Amerisource deal may not keep Walgreens competitive: analysts – KFGO

Tuesday, February 13, 2018 9:02 a.m. CST

By Ankur Banerjee

(Reuters) – Walgreens’ potential deal for drug distributor AmerisourceBergen will boost its cash flow and push it deeper into a lucrative specialty pharmacy market, but may fail to keep it competitive in an evolving U.S. healthcare sector, analysts said.

A deal would not be a surprise, but analysts noted that it might cost Walgreens Boots Alliance opportunities down the line as the company tries to keep pace with rival CVS Health Corp, which is set to buy health insurer Aetna Inc, and possibly go up against

AmerisourceBergen shares were up 8.7 percent in midday trading, while Walgreens shares were little changed.

“This purported deal wouldn’t be shocking … but we’re currently struggling to see the strategic allure of the combination for Walgreens,” Baird analyst Eric Coldwell said.

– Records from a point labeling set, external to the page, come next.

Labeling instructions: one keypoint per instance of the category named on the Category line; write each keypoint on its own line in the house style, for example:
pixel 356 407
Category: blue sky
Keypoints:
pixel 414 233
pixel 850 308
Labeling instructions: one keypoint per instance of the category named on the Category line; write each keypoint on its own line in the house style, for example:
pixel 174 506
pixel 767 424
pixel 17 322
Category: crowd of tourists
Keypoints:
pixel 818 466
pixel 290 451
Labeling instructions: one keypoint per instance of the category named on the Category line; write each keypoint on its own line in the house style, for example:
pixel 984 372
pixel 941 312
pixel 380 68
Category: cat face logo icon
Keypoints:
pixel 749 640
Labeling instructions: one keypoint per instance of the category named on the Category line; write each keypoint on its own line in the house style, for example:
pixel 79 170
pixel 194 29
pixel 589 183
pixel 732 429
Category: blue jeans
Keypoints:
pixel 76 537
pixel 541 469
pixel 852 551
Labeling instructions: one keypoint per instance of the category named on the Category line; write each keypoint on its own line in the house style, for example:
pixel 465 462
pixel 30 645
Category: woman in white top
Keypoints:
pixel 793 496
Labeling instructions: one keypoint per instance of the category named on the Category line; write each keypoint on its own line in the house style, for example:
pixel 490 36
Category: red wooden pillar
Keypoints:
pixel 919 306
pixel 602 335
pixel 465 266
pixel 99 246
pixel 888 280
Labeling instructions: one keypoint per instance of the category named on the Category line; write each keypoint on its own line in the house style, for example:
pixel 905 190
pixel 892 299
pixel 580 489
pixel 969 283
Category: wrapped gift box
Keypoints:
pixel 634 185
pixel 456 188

While the CVS-Aetna deal is expected to create a consumer healthcare giant that will only widen CVS’ formidable reach, Walgreens will get no such lift if it buys AmerisourceBergen, in which it holds a 26 percent stake, analysts said.

However, any Walgreens-AmerisourceBergen deal would give Walgreens a bigger presence in the specialty pharmacy space, where it does not have adequate exposure, setting it up to compete better against CVS and pharmacy benefit manager Express Scripts Holding Co.

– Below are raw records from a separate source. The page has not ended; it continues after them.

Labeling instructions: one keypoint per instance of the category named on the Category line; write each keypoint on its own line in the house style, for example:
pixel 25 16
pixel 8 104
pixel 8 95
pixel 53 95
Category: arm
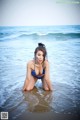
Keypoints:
pixel 47 75
pixel 28 75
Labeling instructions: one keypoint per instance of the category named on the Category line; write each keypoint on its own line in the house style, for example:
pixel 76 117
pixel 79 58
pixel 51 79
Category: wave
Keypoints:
pixel 25 35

“As the broader healthcare sector focuses more on moving specialty drug administration out of facility-based (hospital/physician’s office) settings, gaining a strong foothold in specialty through ABC could be a valuable strategic move,” Jefferies analyst Brian Tanquilut said.

AmerisourceBergen and Walgreens have a 10-year deal, struck in 2013, that allows the drug distributor to buy drugs for Walgreens, the largest U.S. drugstore operator.

The Wall Street Journal reported on the potential deal on Monday, but said talks were in early stages.